Крупные и значимые бриганды, может, и помогут, но это считай
рабство. А с деньгами у нас и так скверно.
- Не так уж и скверно.
- Скверно, - повторил Хольг. -
Худо-бедно поддерживаем положение, но на развитие уже ничего не
остается. Мы бьемся в прозрачный потолок и не можем подняться
выше.
За стеной автобуса кто-то глухо
рассмеялся. Смех звучал диковато. с явной ноткой безумия, срываясь
на рыдание и истерический визг. Затем что-то стукнуло, металлически
лязгнуло. И все затихло, уступив постоянному, непрекращающемуся
шуму ночного Шарма. Негромкий, вибрирующий рокот множества людей,
которые занимаются каждый своим, но как на подбор - сугубо
предосудительным в высокоморальном обществе.

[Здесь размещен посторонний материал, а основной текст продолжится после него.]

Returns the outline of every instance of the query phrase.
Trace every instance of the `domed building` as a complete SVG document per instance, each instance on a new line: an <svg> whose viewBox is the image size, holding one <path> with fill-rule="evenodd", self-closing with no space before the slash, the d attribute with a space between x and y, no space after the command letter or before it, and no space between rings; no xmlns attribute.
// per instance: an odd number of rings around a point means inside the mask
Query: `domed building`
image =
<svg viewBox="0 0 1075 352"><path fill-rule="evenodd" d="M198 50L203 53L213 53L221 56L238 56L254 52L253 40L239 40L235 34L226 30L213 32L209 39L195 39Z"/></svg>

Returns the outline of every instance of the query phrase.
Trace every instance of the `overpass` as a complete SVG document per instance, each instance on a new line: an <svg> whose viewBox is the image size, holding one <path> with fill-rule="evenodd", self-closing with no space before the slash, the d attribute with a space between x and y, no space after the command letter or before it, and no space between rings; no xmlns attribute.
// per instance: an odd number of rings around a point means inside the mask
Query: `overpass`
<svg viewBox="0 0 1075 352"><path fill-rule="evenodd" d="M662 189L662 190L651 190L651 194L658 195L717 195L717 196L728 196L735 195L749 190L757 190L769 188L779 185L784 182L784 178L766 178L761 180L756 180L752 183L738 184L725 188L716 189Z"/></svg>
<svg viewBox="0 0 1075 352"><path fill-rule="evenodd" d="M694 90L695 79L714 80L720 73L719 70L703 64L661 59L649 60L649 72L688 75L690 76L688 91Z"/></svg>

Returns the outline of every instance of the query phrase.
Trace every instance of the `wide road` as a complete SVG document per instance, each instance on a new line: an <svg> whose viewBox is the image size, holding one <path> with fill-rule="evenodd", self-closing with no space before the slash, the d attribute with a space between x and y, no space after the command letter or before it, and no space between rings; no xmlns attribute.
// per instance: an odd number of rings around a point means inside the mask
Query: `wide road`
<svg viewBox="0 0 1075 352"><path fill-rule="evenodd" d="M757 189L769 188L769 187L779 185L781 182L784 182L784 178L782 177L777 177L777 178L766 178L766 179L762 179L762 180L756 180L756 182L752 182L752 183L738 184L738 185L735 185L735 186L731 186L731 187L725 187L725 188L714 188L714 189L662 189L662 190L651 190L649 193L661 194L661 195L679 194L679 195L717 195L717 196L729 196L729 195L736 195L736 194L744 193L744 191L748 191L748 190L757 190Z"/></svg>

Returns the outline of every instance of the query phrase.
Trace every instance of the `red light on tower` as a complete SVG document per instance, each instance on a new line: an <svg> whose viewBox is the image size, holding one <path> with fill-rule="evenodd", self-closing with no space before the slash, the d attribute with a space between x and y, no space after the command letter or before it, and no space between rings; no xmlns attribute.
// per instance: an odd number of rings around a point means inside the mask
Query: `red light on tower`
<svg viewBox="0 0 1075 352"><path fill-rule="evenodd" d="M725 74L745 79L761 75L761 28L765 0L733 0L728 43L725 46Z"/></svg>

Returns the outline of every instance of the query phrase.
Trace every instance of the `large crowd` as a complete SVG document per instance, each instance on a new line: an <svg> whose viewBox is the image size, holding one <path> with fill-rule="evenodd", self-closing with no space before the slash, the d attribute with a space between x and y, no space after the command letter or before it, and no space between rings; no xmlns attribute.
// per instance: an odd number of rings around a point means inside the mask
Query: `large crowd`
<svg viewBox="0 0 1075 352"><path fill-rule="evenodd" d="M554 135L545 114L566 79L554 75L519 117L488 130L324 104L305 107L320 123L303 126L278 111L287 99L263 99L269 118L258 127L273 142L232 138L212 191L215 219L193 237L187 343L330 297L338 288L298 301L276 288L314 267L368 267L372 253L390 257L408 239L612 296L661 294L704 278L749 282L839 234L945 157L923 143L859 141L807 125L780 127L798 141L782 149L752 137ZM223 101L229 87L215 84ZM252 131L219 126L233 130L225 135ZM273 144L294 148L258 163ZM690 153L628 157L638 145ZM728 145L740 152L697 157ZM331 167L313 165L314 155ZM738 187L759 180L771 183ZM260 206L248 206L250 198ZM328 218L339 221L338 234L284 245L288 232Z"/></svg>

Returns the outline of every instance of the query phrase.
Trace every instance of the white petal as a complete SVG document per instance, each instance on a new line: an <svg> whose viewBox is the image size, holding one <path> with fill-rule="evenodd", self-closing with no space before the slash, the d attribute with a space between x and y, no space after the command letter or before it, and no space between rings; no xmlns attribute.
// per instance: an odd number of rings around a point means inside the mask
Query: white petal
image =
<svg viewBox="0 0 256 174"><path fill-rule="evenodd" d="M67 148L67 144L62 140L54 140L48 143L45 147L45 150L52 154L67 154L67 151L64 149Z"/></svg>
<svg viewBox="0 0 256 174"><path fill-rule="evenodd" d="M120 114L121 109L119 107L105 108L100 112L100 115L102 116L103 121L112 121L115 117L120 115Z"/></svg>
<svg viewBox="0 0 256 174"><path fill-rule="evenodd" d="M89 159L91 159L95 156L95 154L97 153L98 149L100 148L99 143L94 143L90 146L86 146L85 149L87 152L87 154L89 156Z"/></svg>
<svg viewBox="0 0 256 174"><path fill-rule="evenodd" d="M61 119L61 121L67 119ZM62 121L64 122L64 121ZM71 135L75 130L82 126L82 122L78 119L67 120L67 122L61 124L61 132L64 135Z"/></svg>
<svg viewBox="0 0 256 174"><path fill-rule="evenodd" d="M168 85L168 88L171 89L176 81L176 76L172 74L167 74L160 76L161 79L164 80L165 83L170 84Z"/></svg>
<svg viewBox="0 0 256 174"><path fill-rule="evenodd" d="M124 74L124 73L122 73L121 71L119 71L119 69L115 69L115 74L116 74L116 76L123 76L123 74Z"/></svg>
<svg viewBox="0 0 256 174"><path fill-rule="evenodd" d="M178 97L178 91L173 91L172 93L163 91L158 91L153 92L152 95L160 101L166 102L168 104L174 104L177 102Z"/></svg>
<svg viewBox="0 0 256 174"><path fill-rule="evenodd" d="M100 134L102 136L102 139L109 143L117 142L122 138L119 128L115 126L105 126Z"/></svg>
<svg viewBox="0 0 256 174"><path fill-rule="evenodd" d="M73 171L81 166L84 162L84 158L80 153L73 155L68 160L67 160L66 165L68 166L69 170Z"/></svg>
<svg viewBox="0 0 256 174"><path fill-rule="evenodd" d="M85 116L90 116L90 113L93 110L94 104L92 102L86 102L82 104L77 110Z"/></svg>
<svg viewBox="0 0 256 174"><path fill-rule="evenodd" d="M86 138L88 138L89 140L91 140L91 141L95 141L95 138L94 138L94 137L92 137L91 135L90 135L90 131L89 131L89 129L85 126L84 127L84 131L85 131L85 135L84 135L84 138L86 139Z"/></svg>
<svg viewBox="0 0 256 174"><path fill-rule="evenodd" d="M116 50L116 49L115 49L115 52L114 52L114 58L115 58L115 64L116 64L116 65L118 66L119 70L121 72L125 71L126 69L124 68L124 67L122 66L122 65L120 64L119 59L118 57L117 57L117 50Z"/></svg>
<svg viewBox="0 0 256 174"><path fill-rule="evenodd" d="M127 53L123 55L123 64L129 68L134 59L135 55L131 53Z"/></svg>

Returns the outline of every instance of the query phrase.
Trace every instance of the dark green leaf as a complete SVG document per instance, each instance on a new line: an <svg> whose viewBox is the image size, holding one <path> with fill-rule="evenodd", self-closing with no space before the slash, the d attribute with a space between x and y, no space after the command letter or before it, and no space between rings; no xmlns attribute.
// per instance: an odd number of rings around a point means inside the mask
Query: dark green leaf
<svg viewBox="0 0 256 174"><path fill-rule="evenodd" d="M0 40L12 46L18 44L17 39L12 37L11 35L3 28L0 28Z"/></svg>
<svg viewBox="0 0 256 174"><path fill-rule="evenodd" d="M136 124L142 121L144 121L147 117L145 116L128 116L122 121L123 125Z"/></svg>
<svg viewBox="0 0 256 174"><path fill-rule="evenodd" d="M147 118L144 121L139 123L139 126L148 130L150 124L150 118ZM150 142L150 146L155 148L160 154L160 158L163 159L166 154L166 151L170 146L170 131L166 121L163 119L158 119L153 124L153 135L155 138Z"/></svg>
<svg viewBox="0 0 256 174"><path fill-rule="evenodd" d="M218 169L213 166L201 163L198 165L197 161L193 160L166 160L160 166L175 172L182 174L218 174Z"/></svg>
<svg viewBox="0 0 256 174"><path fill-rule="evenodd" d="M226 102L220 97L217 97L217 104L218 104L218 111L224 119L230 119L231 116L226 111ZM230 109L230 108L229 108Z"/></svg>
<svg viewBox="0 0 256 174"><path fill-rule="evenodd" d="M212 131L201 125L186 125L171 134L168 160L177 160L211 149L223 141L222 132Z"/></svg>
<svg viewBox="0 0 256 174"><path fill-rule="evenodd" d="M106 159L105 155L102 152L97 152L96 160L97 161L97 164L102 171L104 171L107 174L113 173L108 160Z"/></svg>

- Опять Рыжий буянит, - поморщилась
Родригес. - Надеюсь, его не накроет снова.
- С пулей в башке и не такое может
случиться, - отозвался Хольг, по-прежнему разминая ногу. - Но
таблетки у него еще есть.
- Максвелла надо заменить, - негромко
посоветовала девушка, словно продолжая давно начатый разговор. -
Пока он снова кого-нибудь не порезал или не подстрелил, как в том
месяце.
- Его не на кого менять, - с той же
интонацией ответил фюрер. - Он великолепный стрелок, позволить себе
другого такого специалиста мы не можем. Здоровые берут слишком
дорого.
- Ох, отзовется нам это все
еще...
- Возможно, - Хольг закрыл тему не
допускающим споров тоном. - Но не сегодня. Пока у нас есть над чем
еще поломать голову.
- У тебя есть идеи? - прямо спросила
Родригес, заправляя непослушную прядь за ухо.
- Есть. Одна. Только она нездоровая.
Но деваться, похоже, некуда.
Фюрер говорил кроткими, рублеными
фразами, с большими паузами. И явно страшился той самой нездоровой
идеи.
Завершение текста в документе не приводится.